Electronic – calculating inclination using accelerometer

accelerometerinclination

i have an analogue devices ADXL203 accelerometer on a breadout board and was wanting to use this to measure the inclination of some equipment at a reasonably high frequency (20-30 Hz). i am hooking it up to a campbells cr3000 logger to do the sensing. Does anyone have directions on how to interpret the sensor outputs.
thanks

Best Answer

I have a number of things to say here, and some of them do involve agreeing with pingswept and some with penjuin.

cr3000

The cr3000 sampling at 16 bits and 100 Hz is going to be sampling a little slow for you to easily remove noise from your data but at a significantly higher precision then will be usable. I doubt you can get 13 or 14 bits of precision without some pretty good filtering algorithms. Accelerometers have taught me that vibration is the devil, blasted phonons.

Output Capacitor

You need to make sure you do as the datasheet says and signal theory dicates. To quote the datasheet:

The output of the ADXL103/ADXL203 has a typical bandwidth of 2.5 kHz. The user must filter the signal at this point to limit aliasing errors. The analog bandwidth must be no more than half the analog-to-digital sampling frequency to minimize aliasing. The analog bandwidth can be further decreased to reduce noise and improve resolution.

This means you need to pick a capacitor to keep your rate below 50Hz. If you place it above this you can get aliasing, and aliasing makes vibration noise a devil you signed a deal with. They state how to calculate the noise levels from the device, and at a 50Hz bandwidth a peak to peak noise of .006 * Gravity will not even be noticed if you have this on a device with vibrations.

Interpreting Data

This is probably what you are most interested in, and is relatively easy to do. You need to tag a time that the device is at neutral, this being when it is flat and you have it relatively still. Give it a second or two at this point, and then you can take the median of this data to determine the no-G voltage. Then you can use this as a point you compare the device to. Now, from this point, I can directly quote the data-sheet:

When the accelerometer is perpendicular to gravity, its output changes nearly 17.5 mg per degree of tilt.

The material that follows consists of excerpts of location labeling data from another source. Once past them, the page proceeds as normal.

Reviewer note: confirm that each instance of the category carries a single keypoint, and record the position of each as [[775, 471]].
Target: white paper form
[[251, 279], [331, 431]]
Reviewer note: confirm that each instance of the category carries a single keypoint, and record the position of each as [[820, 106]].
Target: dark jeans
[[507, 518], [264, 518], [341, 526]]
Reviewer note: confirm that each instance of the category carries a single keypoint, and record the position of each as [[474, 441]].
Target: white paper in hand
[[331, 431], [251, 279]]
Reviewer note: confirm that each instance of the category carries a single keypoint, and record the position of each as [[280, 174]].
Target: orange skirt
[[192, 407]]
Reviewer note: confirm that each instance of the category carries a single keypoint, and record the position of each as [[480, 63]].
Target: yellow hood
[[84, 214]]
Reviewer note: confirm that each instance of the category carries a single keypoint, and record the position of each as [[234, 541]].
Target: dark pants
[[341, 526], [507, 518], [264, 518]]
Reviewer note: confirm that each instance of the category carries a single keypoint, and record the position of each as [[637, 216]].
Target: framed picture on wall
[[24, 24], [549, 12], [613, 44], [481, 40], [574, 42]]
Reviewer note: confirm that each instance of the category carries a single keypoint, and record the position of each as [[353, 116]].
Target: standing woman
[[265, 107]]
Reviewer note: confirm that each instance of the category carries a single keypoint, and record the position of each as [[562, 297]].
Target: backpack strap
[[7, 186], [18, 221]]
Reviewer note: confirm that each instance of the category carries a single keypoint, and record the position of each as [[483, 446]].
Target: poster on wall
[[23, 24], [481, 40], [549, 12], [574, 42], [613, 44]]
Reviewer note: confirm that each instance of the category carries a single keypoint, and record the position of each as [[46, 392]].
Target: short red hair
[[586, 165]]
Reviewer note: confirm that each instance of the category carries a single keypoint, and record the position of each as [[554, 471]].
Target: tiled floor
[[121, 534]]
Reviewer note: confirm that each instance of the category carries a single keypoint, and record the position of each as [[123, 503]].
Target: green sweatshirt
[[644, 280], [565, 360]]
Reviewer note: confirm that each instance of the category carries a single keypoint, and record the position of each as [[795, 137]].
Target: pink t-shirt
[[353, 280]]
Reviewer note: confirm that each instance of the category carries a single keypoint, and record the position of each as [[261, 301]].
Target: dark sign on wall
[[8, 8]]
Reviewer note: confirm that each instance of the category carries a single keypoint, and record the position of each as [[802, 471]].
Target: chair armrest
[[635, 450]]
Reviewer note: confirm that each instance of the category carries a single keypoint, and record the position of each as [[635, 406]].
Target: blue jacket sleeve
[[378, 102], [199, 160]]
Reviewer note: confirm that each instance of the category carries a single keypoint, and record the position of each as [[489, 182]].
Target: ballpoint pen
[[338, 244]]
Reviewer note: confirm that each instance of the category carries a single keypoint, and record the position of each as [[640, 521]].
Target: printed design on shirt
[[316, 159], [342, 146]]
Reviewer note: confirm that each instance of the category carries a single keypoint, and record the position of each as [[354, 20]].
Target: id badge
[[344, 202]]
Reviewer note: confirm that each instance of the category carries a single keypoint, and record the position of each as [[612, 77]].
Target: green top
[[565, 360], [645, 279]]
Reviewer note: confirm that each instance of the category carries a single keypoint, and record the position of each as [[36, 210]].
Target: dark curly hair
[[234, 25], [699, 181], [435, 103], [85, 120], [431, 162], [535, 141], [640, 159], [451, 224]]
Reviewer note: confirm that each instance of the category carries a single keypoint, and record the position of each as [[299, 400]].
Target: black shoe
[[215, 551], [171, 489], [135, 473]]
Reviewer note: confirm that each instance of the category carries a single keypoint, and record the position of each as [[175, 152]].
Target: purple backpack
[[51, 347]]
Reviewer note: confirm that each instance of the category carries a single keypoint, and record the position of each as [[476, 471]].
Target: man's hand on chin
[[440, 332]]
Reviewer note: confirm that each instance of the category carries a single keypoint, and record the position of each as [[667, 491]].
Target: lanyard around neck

So you can just simply use this approximation if you are not going to tilt very much, but you will need to use geometry if you plan to tilt in both direction and in angles that are not extremely small.

If you are going to be going larger, they even have the equations spelled out as:

PITCH = ASIN(AX/1 g)
ROLL = ASIN(AY/1 g)

As far as I can tel your device gives a 1V change per 1G of acceleration placed on it. If you have done the calibrate phase, then you should be able to take measurments, subtract the offset, and you have the number of Gs being experienced.

Stop Reading Here unless you run into issues or you would like more information to improve approach.

I added a decent bit more talking about other approaches and methods to improve your approach for fast changing systems or systems where you are going to program the device doing the samples.

Sampling Frequency

You need to be sampling significantly faster than the speed at which your device changes the directions in which it is accelerating, as you have to measure orientation 20-30 times per second. you need to be able to measure quickly enough to filter out vibration noise and acceleration due to other affects, which i have found to be quite large when working with an accelerometer.

3-axis accelerometer

Second, if you have a three axis accelerometer, then you can quite easily recognize when one axis is losing part of the acceleration due to gravity(ie. When the z axis has it's magnitude drop by 2m/s^2, you know that the gain you saw on the other axis is gravity). This will still be messy, but in general there will be an addition of acceleration which gives the velocity needed to change your orientation and then a change in acceleration due to orientation change, often allowing you to recognize orientation.

Problems with 2-axis

This is going to be, as penjuin said, almost impossible with a 2 axis accelerometer, and sketchy at best if you have a system that can have 20-30 different orientations a second, or if you need to have an exact measure of orientation at all times. I am sure a master's student could write a pretty nice thesis on this, or a Doctorate could write a dissertation on improving this algorithm.

Vibration Noise

To add more, if you can put your device on top of something that will keep it statically locked to the motion of your device, but dampens vibration, you will get much better numbers and not need as much software filtering. Some simple foam type padding can be placed between the accelerometer and your device, and if it is digital this should not increase electrical noise and help absorb some vibration noise. This should only be done if you see problems with the vibration noise.

Digital Accelerometer

I would suggest a digital accelerometer that you can use SPI to connect to. Data can be clocked out at a very very high rate and you can work in the back ground as your SPI does the constant work of loading the next set of values. You will need to have a nice microcontroller if it is going to be done digitally. If you can give me better specifics on what you are wanting to do I can give better feedback. If you want a warning based on tilt detection then it should be very easy to do with all analog, but if you want to measure the position and angle of equipment during operation, get ready for some work.

Please let me know if there is something I can add to make this answer more clear or applicable to what you were looking for.